Алёшка проснулся утром, в доме тишина, лишь ходики отсчитывали секунды, и запоздалая муха сонно колотилась в окне, а потом притихла. Он поднялся. Вышел на улицу, постоял на крыльце. Не слышно бабки Шуры, зато птицы кружились над двором. На него пикировали и опять взмывали, а на их месте другие появлялись и снова взлетали, а сами криком исходили, словно что-то рассказывали. Алёшка встрепенулся, опять появился какой-то непонятный восторг. Хотелось спуститься во двор, взмахнуть руками, словно крыльями, закричать протяжно и… И следом навалилась тоска, словно к земле придавила, аж дышать тяжело стало. Он оглянулся. Куры бросились к нему, думали, корм насыплет, а он нахмурился, опять взглянул на небо, махнул рукой птицам, чтобы прочь летели, и скрылся в избе. Зашёл в горницу. Отдёрнул занавеску, где стояла кровать бабы Шуры, и уселся на табуретку, что рядом стояла. Казалось, баба Шура спит. Морщинистые руки на груди сложены, а лицо какое-то светлое и спокойное, а по щеке муха ползала, а она лежала и не прогоняла её. Алёшка посидел возле кровати, несколько раз окликнул бабу Шуру, потом дотронулся до руки и отдёрнул. Холодная она — рука-то…
— Баб, вставай, баб, — забубнил Алёшка и снова дотронулся. — Почему лежишь, а? Дай хлеба…
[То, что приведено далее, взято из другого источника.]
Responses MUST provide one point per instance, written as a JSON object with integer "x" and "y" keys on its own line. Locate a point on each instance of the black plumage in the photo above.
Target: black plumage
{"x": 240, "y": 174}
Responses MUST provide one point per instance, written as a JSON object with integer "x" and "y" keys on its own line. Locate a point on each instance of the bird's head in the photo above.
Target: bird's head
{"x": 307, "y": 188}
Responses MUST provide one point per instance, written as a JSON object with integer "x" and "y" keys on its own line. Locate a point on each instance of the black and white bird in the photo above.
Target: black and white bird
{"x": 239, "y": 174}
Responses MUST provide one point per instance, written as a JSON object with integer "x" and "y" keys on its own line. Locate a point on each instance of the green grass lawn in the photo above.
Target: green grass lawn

Но баба Шура не шевелилась.
Алёшка опять завздыхал, закрутил лохматой башкой, не зная, что делать, поддёрнул одеяло, прикрывая бабу Шуру, опасливо прикоснулся к руке и опять отдёрнул, потом поднялся и поплёлся к соседке, к тётке Зине, которая частенько его подкармливала, то яблочко совала, то пряник.
— Это… Тёть… — он сунулся в дверь, и затоптался возле порога. — Это… Бабака не встаёт. Я кушать хочу.
И замолчал.
— Как не встаёт? Давно утро, а она… Да неужели померла, — она заметалась по избе. — Я ж вчера с ней говорила. Она всё за тебя тревожилась, да старшую дочку ругала, что не приезжает, а потом взяла молочка, сказала, что кашку потомит в печи и ушла. Как же так, а?
И, прижимая руки ко рту, опять качнула головой.
— Она лежит, — пожимая плечами, повторил Алёшка. — Я проснулся. Подошёл, а она лежит. Холодная. Одеялку поправил. Бабака замёрзла.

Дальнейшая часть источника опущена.